Defense cuts likely to ensue from the failure of the Obama administration and Congress to agree on the budget would jeopardize U.S. security, according to a Jewish Institute of National Security Affairs paper.
“The cuts now being contemplated vastly exceed anything the United States has experienced in the post-World War II era,” said the introduction to a JINSA paper published this week that compiles analyses from former officers of all five branches of the U.S. military.
“While projections of future defense increases after many years of decline make the scenarios being used look less severe,” the paper said, “there is nothing to assure the American people and our allies that, given the serious fiscal condition in which we now find ourselves, defense spending will not only continue to decline as required by the 2011 budget agreement, but may be cut further as our political leadership avoids reforming our entitlement culture and bringing the U.S. fiscal house, tax code and investment strategies into the 21st century.”

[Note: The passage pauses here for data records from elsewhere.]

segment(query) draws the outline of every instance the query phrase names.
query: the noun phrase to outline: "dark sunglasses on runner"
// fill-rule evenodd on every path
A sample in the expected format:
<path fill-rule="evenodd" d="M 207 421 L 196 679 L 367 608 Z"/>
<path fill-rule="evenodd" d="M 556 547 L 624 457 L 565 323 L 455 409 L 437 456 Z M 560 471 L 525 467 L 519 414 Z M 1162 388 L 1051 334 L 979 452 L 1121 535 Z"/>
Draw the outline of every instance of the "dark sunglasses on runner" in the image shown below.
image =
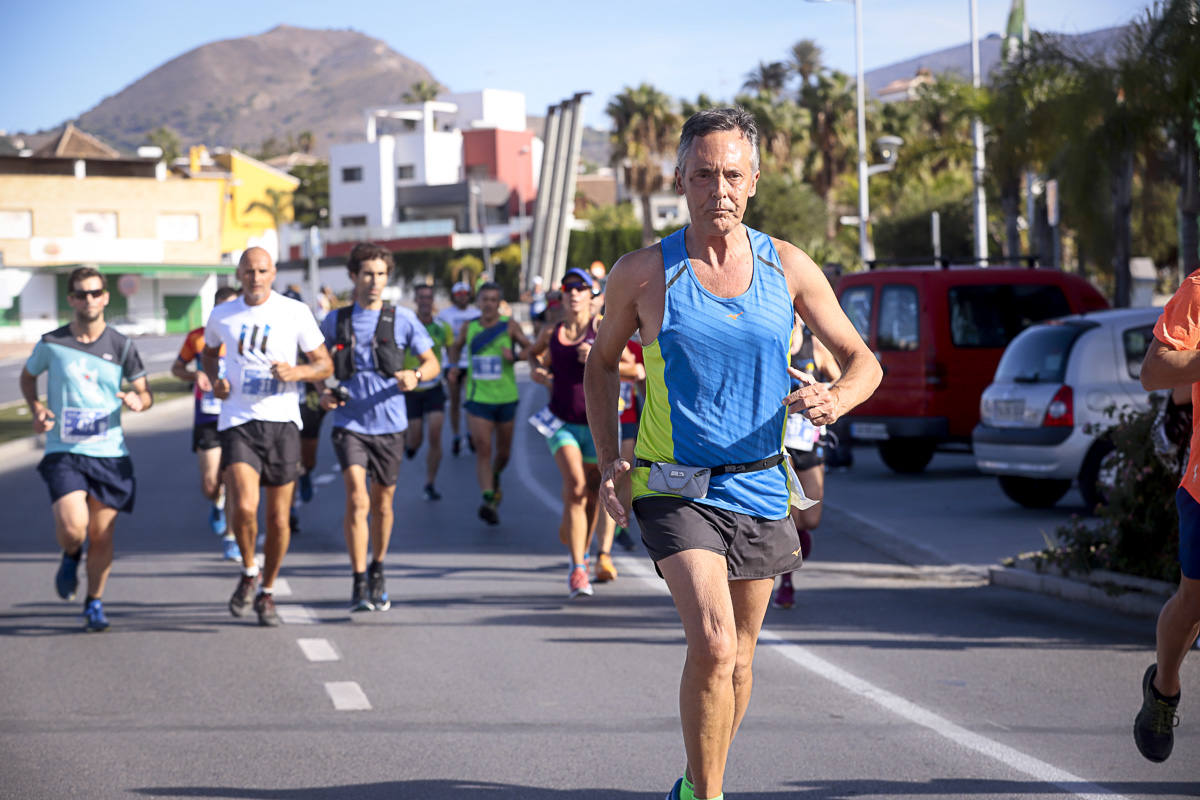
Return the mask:
<path fill-rule="evenodd" d="M 89 297 L 99 297 L 107 291 L 108 289 L 76 289 L 71 292 L 71 297 L 76 300 L 87 300 Z"/>
<path fill-rule="evenodd" d="M 582 281 L 571 281 L 570 283 L 564 283 L 562 290 L 564 292 L 590 292 L 592 287 Z"/>

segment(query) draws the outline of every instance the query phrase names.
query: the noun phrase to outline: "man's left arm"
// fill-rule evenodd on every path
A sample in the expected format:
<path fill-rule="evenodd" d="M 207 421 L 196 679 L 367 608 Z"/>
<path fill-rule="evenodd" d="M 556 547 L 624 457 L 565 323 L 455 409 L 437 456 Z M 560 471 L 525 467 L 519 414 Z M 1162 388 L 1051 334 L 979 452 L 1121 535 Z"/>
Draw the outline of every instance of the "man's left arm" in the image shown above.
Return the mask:
<path fill-rule="evenodd" d="M 313 315 L 305 309 L 300 321 L 300 334 L 296 343 L 308 357 L 307 364 L 289 364 L 286 361 L 276 361 L 271 365 L 271 372 L 281 381 L 305 383 L 320 383 L 333 374 L 333 359 L 329 357 L 329 348 L 325 346 L 325 334 L 317 326 Z"/>
<path fill-rule="evenodd" d="M 775 246 L 792 291 L 793 307 L 813 335 L 829 348 L 842 370 L 841 377 L 826 387 L 812 382 L 807 373 L 789 367 L 792 376 L 804 385 L 783 402 L 793 411 L 806 414 L 814 425 L 830 425 L 871 396 L 883 379 L 883 370 L 842 311 L 820 267 L 798 247 L 779 240 L 775 240 Z"/>

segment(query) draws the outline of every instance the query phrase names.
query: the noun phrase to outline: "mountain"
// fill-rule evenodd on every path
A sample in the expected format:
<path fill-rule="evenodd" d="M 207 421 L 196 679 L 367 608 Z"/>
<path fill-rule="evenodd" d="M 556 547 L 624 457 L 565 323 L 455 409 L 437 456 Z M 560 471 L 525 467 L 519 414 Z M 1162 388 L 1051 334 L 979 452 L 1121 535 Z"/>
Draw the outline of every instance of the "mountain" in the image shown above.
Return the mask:
<path fill-rule="evenodd" d="M 314 151 L 361 139 L 363 109 L 395 105 L 423 65 L 351 30 L 280 25 L 257 36 L 197 47 L 106 97 L 75 124 L 133 150 L 168 126 L 183 144 L 258 146 L 314 134 Z"/>

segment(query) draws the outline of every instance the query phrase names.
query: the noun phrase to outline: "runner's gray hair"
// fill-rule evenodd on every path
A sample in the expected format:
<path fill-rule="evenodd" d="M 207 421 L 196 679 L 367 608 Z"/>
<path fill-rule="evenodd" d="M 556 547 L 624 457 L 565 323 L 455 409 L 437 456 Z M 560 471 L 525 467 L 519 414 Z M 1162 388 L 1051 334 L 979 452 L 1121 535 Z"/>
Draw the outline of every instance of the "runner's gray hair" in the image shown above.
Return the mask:
<path fill-rule="evenodd" d="M 697 111 L 683 123 L 679 134 L 679 149 L 675 151 L 675 169 L 683 173 L 683 162 L 697 136 L 706 136 L 715 131 L 740 131 L 750 143 L 750 164 L 758 172 L 758 126 L 754 115 L 741 106 L 729 108 L 706 108 Z"/>

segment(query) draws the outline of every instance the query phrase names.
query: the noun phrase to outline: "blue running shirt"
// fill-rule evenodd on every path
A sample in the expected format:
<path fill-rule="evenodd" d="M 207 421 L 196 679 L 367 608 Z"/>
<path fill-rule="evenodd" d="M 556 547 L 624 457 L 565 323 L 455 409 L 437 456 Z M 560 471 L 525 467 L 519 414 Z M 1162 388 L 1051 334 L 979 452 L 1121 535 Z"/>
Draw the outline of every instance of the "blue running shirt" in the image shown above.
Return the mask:
<path fill-rule="evenodd" d="M 754 253 L 750 287 L 717 297 L 696 277 L 686 228 L 662 240 L 662 330 L 643 347 L 646 405 L 638 458 L 692 467 L 742 464 L 783 450 L 791 391 L 792 296 L 766 234 L 745 228 Z M 652 495 L 649 469 L 633 470 L 634 498 Z M 788 514 L 787 468 L 718 475 L 693 502 L 763 519 Z"/>
<path fill-rule="evenodd" d="M 146 368 L 128 337 L 106 326 L 96 341 L 81 342 L 64 325 L 34 345 L 25 369 L 33 376 L 49 372 L 46 403 L 54 427 L 46 433 L 47 453 L 129 455 L 117 392 L 122 379 L 135 381 Z"/>

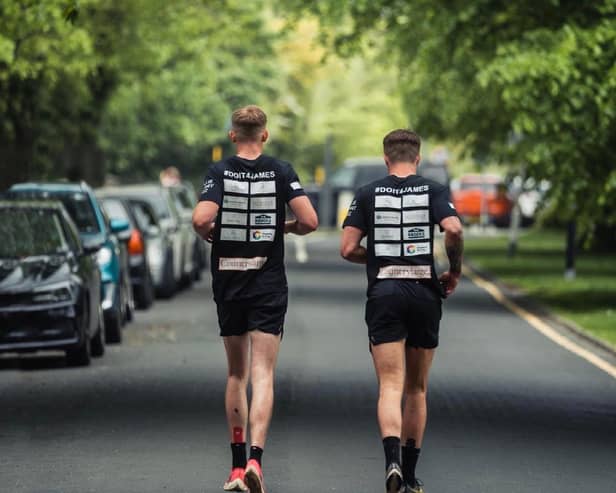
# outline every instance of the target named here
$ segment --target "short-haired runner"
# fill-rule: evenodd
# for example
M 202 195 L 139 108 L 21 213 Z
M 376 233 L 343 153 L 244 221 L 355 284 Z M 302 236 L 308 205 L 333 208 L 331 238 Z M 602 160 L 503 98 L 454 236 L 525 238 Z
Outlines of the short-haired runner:
M 419 136 L 409 130 L 385 136 L 389 174 L 357 191 L 341 244 L 346 260 L 367 264 L 366 323 L 379 383 L 388 493 L 423 492 L 415 467 L 426 426 L 428 372 L 438 345 L 441 297 L 453 293 L 462 267 L 462 225 L 449 188 L 416 174 L 419 149 Z M 449 258 L 449 271 L 440 278 L 434 225 L 445 232 Z M 364 236 L 366 247 L 360 245 Z
M 213 244 L 214 300 L 227 353 L 225 408 L 232 467 L 224 489 L 251 493 L 265 491 L 261 458 L 287 311 L 284 234 L 304 235 L 318 225 L 292 166 L 262 154 L 266 123 L 257 106 L 233 112 L 229 137 L 236 155 L 210 167 L 193 212 L 195 230 Z M 287 204 L 296 217 L 293 221 L 285 221 Z

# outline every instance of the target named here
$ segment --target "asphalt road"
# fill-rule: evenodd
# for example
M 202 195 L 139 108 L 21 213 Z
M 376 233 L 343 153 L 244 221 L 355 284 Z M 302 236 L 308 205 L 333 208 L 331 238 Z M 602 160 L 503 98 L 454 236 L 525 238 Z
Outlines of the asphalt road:
M 336 247 L 316 238 L 307 264 L 289 261 L 268 493 L 383 491 L 364 272 Z M 137 313 L 90 368 L 0 358 L 0 492 L 222 491 L 225 360 L 208 279 Z M 441 330 L 418 467 L 428 493 L 616 492 L 616 380 L 469 281 Z

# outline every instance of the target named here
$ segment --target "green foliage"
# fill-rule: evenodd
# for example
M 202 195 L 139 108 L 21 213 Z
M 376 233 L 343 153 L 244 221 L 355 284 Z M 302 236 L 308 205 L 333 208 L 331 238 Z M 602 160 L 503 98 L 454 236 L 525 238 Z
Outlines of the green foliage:
M 342 53 L 384 39 L 422 135 L 548 179 L 587 231 L 616 223 L 616 1 L 281 1 Z

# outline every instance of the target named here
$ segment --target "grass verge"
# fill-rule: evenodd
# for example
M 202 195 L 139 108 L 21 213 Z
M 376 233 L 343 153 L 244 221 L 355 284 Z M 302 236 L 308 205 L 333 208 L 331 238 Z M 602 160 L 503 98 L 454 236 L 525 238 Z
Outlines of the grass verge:
M 465 240 L 465 256 L 616 347 L 616 253 L 580 252 L 577 277 L 566 280 L 564 232 L 532 229 L 522 233 L 513 258 L 507 256 L 507 244 L 506 235 L 471 235 Z

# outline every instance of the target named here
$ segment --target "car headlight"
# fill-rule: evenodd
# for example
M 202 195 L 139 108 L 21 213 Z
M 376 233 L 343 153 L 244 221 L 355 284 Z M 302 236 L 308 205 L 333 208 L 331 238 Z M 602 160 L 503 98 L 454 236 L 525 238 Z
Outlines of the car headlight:
M 32 294 L 33 303 L 51 304 L 51 303 L 67 303 L 73 300 L 71 289 L 68 285 L 61 287 L 44 287 L 35 291 Z
M 111 248 L 102 247 L 96 254 L 96 261 L 98 262 L 98 265 L 100 265 L 101 267 L 107 265 L 109 262 L 111 262 L 112 255 L 113 252 L 111 251 Z

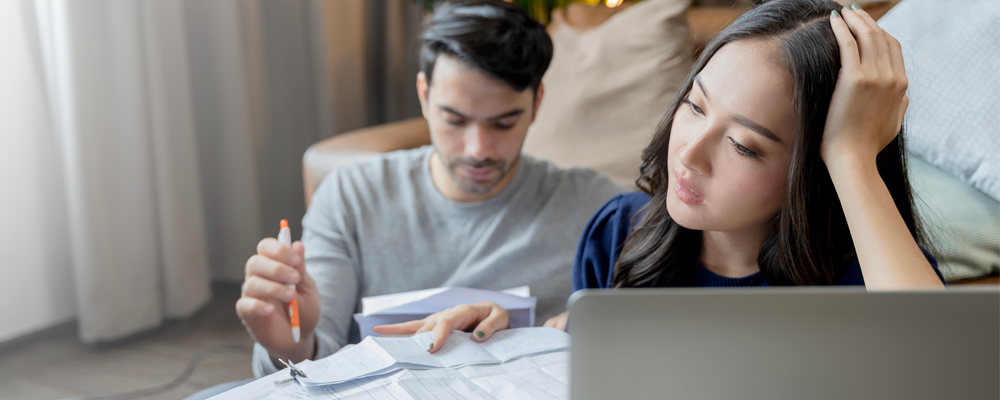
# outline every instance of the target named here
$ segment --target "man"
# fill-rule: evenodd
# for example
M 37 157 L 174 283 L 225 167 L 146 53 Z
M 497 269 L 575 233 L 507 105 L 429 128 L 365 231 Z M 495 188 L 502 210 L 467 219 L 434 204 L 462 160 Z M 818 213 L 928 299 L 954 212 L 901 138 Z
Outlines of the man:
M 521 155 L 552 58 L 545 28 L 501 0 L 445 3 L 421 36 L 417 92 L 433 145 L 328 176 L 291 248 L 262 240 L 236 310 L 254 374 L 358 340 L 360 299 L 439 286 L 529 285 L 538 320 L 565 310 L 590 215 L 626 189 Z M 295 284 L 296 290 L 286 285 Z M 302 340 L 284 304 L 298 299 Z

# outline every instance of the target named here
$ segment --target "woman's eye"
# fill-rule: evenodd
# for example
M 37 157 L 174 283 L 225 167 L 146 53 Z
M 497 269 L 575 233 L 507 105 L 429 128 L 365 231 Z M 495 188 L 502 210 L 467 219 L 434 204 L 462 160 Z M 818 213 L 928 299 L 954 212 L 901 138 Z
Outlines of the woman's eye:
M 729 138 L 729 142 L 733 144 L 733 149 L 736 150 L 736 153 L 741 156 L 750 158 L 760 157 L 759 154 L 755 153 L 753 150 L 746 148 L 746 146 L 743 146 L 742 144 L 740 144 L 740 142 L 737 142 L 736 139 Z
M 688 108 L 691 109 L 691 111 L 694 112 L 695 114 L 705 115 L 705 110 L 702 110 L 701 107 L 698 107 L 698 105 L 694 104 L 694 102 L 692 102 L 690 99 L 681 99 L 681 101 L 687 103 Z
M 454 119 L 446 119 L 446 120 L 444 120 L 444 122 L 447 122 L 448 125 L 451 125 L 451 126 L 462 126 L 462 124 L 464 123 L 461 120 L 454 120 Z

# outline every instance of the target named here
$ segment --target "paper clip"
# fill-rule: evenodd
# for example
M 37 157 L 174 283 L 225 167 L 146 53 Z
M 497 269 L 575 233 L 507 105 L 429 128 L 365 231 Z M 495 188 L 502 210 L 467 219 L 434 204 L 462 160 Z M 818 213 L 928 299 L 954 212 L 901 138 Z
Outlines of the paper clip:
M 295 378 L 297 376 L 308 378 L 306 374 L 303 373 L 301 369 L 299 369 L 299 367 L 295 366 L 295 363 L 293 363 L 292 360 L 285 361 L 279 358 L 278 361 L 280 361 L 282 364 L 285 364 L 285 366 L 288 367 L 288 373 L 292 374 L 292 378 Z

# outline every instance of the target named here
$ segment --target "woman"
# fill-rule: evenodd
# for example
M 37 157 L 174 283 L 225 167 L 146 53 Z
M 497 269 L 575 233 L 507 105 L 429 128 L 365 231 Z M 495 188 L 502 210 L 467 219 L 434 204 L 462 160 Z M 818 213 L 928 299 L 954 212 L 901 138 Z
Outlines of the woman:
M 574 290 L 669 286 L 942 287 L 906 179 L 899 42 L 854 4 L 774 0 L 702 52 L 643 152 L 642 193 L 611 199 Z M 547 326 L 565 327 L 564 313 Z M 492 303 L 378 333 L 507 327 Z

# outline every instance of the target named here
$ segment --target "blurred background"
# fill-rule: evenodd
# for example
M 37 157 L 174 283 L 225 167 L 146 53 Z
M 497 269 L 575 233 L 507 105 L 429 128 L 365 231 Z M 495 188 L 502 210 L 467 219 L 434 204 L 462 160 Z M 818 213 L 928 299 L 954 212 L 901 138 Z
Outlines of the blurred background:
M 547 20 L 569 1 L 521 3 Z M 301 233 L 303 153 L 420 115 L 434 4 L 0 1 L 0 398 L 154 386 L 252 343 L 232 302 L 257 241 L 283 218 Z M 175 340 L 199 318 L 215 336 Z M 249 377 L 244 353 L 216 380 Z M 138 375 L 95 378 L 114 371 Z
M 39 334 L 86 343 L 73 347 L 85 355 L 128 347 L 206 310 L 213 282 L 230 298 L 210 319 L 246 337 L 233 288 L 279 220 L 301 232 L 305 149 L 419 115 L 417 10 L 408 0 L 0 1 L 0 352 Z M 148 387 L 192 354 L 150 379 L 75 391 L 15 391 L 19 373 L 0 373 L 11 379 L 0 378 L 0 397 Z

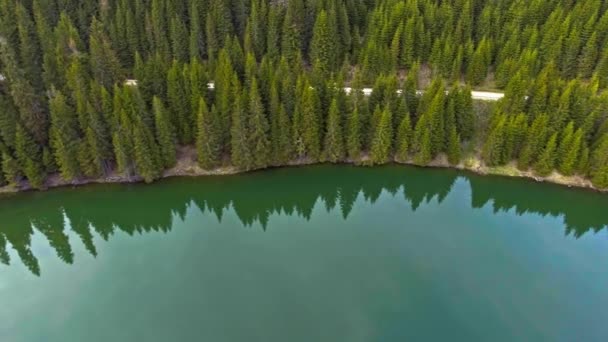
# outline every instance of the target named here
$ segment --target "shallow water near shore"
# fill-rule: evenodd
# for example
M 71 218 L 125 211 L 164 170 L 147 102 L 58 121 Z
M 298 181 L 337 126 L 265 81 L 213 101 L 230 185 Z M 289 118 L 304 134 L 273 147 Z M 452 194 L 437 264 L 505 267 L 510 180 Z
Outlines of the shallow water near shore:
M 309 166 L 0 198 L 1 341 L 604 341 L 608 195 Z

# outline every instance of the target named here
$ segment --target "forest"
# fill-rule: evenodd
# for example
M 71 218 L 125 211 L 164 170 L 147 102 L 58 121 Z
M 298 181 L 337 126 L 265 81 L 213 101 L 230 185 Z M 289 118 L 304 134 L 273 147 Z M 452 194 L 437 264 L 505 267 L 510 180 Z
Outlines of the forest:
M 604 0 L 0 0 L 0 185 L 151 182 L 193 150 L 608 188 L 605 46 Z M 505 97 L 480 113 L 472 89 Z

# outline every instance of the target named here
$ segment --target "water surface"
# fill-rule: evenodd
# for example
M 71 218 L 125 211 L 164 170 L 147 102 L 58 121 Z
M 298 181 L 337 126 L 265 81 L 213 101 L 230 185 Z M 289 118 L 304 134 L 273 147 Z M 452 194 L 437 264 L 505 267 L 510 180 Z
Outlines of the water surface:
M 608 196 L 317 166 L 0 198 L 0 341 L 606 341 Z

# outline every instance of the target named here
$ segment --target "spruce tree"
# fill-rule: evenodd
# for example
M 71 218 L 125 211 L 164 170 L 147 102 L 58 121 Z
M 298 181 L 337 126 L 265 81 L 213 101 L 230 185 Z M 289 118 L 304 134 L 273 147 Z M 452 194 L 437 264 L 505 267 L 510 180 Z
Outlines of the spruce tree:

A number of top defense officials in recent weeks have decried the possible $1 trillion in defense cuts ensuing from the failure of last year’s congressional “supercommittee” to agree on a budget that would address the national debt. The agreement to set up the supercommittee included automatic across-the-board cuts should it fail to come up with a proposal that Congress would pass.
U.S. Defense Secretary Leon Panetta has said that the effect could be “devastating.”
The cuts, JINSA said, “would jeopardize our security, demoralize our allies, and embolden our adversaries.”
JINSA experts expressed particular concern about cuts to modernization and to benefits to troops, which they said could drive some of the military’s most capable personnel into civilian life.